Mission Statement
Cryptology studies the extent to which problems pertaining to security in the presence of malicious adversaries can be solved by means of data processing, and, where it applies, how this can be done efficiently.
For example, encryption schemes and digital signatures are used to construct private and authentic communication channels (``uni-lateral security,'' security against malicious outsiders). These are instrumental to secure Internet transactions and payments, mobile telephony and much more. Another example is secure computation, which in principle enables an arbitrary computation to be distributed among the processors in a network so that computations remain secret and are performed correctly, even if a certain quorum of the network is under full control by an adversary (``multi-lateral security,'' security among mutually distrusting parties or parties with conflicting interests). Besides being a versatile theoretical primitive, potential real-life applications are myriad and include secure cooperation in the absence of trust, auctions, privacy-protecting data-mining and-benchmarking. Notable examples that fit neither category include secure positioning and searching encrypted data.
The research in the Cryptology Group is driven partly by questions such as: How reliable are the cryptographic methods in use today, really? Can they be made more secure and/or more efficient? Which are possible (minimal) assumptions under which security can be provided? Post-quantum cryptography: what to do if and when life-size quantum computers come into existence, and, hence, today's standards for secure communication are rendered insecure? Can large-scale secure computations be made practical?

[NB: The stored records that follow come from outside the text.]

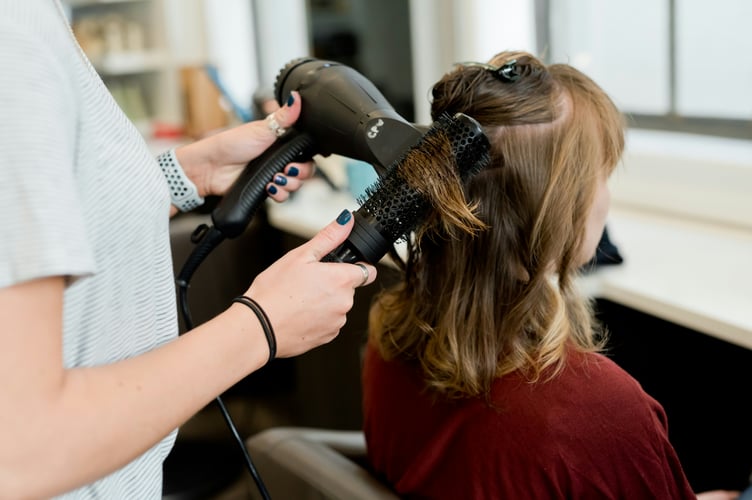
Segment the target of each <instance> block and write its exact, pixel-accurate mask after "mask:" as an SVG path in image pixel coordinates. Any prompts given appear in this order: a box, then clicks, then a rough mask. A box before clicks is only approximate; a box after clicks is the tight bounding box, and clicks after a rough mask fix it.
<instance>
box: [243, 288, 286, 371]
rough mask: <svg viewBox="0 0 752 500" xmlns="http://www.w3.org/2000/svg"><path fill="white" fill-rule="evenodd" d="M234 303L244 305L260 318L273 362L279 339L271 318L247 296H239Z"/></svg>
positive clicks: (244, 295)
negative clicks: (254, 313)
mask: <svg viewBox="0 0 752 500" xmlns="http://www.w3.org/2000/svg"><path fill="white" fill-rule="evenodd" d="M232 301H233V302H238V303H240V304H244V305H245V306H247V307H248V308H249V309H250V310H251V311H253V312H254V313H255V314H256V317H257V318H258V320H259V323H261V328H263V329H264V335H266V342H267V344H269V361H271V360H273V359H274V357H275V356H276V355H277V338H276V337H275V336H274V329H272V323H271V321H269V316H267V315H266V312H264V310H263V309H262V308H261V306H260V305H259V304H258V302H256V301H255V300H253V299H252V298H250V297H246V296H245V295H239V296H237V297H235V298H234V299H232ZM267 363H268V361H267Z"/></svg>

In search for answers to these questions, the research is organized around the following (partially overlapping) themes. First, communication security beyond the horizon: post-quantum security (crypto from geometry of numbers, information-theoretic methods), leakage-resilience and tamper-resistant cryptography. Second, theory: secure computation, composability, public key cryptography. Third, alternative models: quantum cryptography and -information theory, bounded storage model, noisy channels. Fourth, cryptanalysis and applications to information security: number-theoretic (number field sieve, elliptic curve discrete logarithms), hash-functions, security of public key infrastructures.
In addition, there is special focus on interplays with algebra, number theory, geometry, combinatorics, probability theory, complexity theory, formal methods, quantum physics and information theory, as advances in modern cryptology increasingly rely on deeper understanding of these interplays.
The CWI Cryptology Group was established on June 1, 2004. The group conducts fundamental and application-oriented research in cryptology and information security with a broad basis in mathematics and computer science.